Cloud computing, though in its infancy, may prove to be a solution that can cut costs and increase efficiency and agility when implemented correctly. Given the economic conditions and the cost-saving opportunities, use of cloud computing could double over the next two years. According to IDC, cloud services will make up 25 percent of the new growth in IT spending by 2012, indicating that cloud computing is the next big thing.
The economics of cloud computing are similar to that of outsourcing. While there is an up-front cost of conversion, in the long term a company can save 20 percent or more of overall IT costs by employing cloud solutions. Regardless of the economic climate, it is imperative for insurance companies to experiment with the technology.
The first cost benefit of cloud computing is straightforward. Insurance companies rely heavily on their data centers, in which all the hardware, software, storage, network and backup equipment is housed. Data centers alone -- the physical space, power and licensing fees -- account for a significant chunk of IT spending. While today large, well-run data centers can be as cost-effective (or maybe even less costly) than the cloud, cloud computing has the potential to alleviate data center costs for many insorance enterprises.
Many cloud computing models are based on the utility concept, allowing companies to pay only for the services used as opposed to the fixed costs of data centers, license fees, surge capacity and disaster recovery, for example. The cloud houses information and services for many companies and the costs are shared among them.
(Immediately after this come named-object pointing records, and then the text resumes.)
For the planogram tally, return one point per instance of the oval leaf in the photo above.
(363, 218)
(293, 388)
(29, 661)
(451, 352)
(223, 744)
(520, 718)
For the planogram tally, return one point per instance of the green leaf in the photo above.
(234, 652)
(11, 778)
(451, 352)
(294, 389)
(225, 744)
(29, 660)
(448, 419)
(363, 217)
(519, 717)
Additionally cloud computing might reduce the need for investment in new systems. If a CIO can migrate certain operations or functions to a cloud or software as a service (SaaS) model without the need to write new systems, all the better.
A corollary benefit is that for certain applications there is no lengthy procurement process. Application development can occur faster because the infrastructure, platform and middleware already resides in the cloud. Applications can be prototyped with little up-front cost and then abandoned if proven unsuitable.
Further, big changes in compute-demand resulting from catastrophes, marketing promotions, seasonality or acquisitions can be rapidly accommodated without the build-out and recurring overhead of reserve capacity. According to Forrester, at many financial firms, 25 percent or more of network servers are unused.
Despite the promise of cloud computing, it is nascent with some challenges. While the cloud is ready for development, with the exception of certain SaaS applications, it's not ready for production.
Some of the concerns for CIOs include:
- Security, Privacy and Controls. There have been privacy breaches in cloud computing that are simply unacceptable. Additionally, in the cloud applications and data may be moved from country to country unbeknownst to the owner. You can't audit what you can't see.
- Vendor and Infrastructure Lock-In. Once you elect to move to a proprietary cloud environment, it can be difficult to exit.
- Data Access. In one reported case, the cloud vendor could not provide the schema of, or access to, a global consumer goods company's data.
- Bootleg Applications. Individual users often can contract directly with the cloud host and develop applications without the knowledge of IT. Eventually, however, that functionality and data must be integrated with legacy data and systems, which often is a very messy affair.
Because the potential cost advantages and agility of cloud computing are so compelling, however, in time these concerns undoubtedly will be overcome. And although we are seeing growing pains that come with any new business/technology approach, Gartner predicts that the cloud computing market could grow 21 percent in 2009 to $56 billion.
Even in this economic climate, cloud computing continues to grow, and CIO's must stay current with cloud developments and adjust their plans accordingly. After all, with budgets constantly being cut and IT demands escalating, cloud computing is rising as a necessary tool to increase efficiencies and lower costs while retaining company value.